Iglesias, a professor in Horticultural Science and the director of the Plant Breeding Consortium, explained that the project takes an integrated, end-to-end approach to the AIV value chain.

Iglesias emphasized that NC State’s role is that of a facilitator and partner, rather than a director. 

“We let the national institution build on their ideas, we sort of provided some input,” he said. “We are one more piece in this project.” 

Iglesias said NC State will reach the project’s goals primarily through facilitating extension services, providing a link between local farmers and government agencies in Kenya.

AIVs are a group of leafy green vegetables native to the African continent.
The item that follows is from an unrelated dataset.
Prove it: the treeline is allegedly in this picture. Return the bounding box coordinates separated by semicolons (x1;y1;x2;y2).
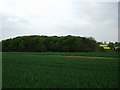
1;35;99;52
In addition to being high in micronutrients, Ojiambo said, AIVs are easy to grow, are usually grown by women and youth and have an opportunity to tackle food insecurity as they require minimal labor and no pesticides. 

Although their benefits are known to researchers, Ojiambo said AIVs suffer from a lack of awareness, undeveloped value chains and a lack of capacity and technology in Kenyan markets. 

Ojiambo said the project also seeks to stimulate the Kenyan market for AIVs through the development of new uses and recipes involving the vegetables.

One of the key challenges the project aims to address is the diminishing quality and nutritional content due to high perishability of leafy green vegetables and often long transport time. The project is looking into ways to improve post-harvest handling and storage to extend the shelf life of AIVs. 

The launch event in Kenya was an important milestone for the project, as it provided an opportunity for the partners to officially present the project to stakeholders and the media. The event was attended by the director of KALRO, the Deputy Vice Chancellor for Research from the University of Nairobi and representatives from UC Davis. 

“If it works, then we can scale it up to other parts of the country.”

Moving forward, the project partners are looking to expand the funding for the project beyond the USAID grant. They are actively seeking additional funding from other organizations to address other challenges along the AIV value chain to ensure the long-term sustainability of the project. 

The next steps for the research component of the project include characterizing the diversity of AIVs, selecting promising varieties for further study and multiplying these varieties at a larger scale. The partners also plan to host a field day at NC State next year, inviting chefs, nonprofits and other stakeholders to learn about the nutritional benefits of AIVs and see them growing in the field. 

Ojiambo said this three-year project is just the beginning of grasping how beneficial AIVs can be for the uplifting of women and youth in Kenya.

“My hope is that we’re able to get support moving forward to doing this at a much larger scale,” Ojiambo said. “It’s just a pilot. If it works, then we can scale it up to other parts of the country.”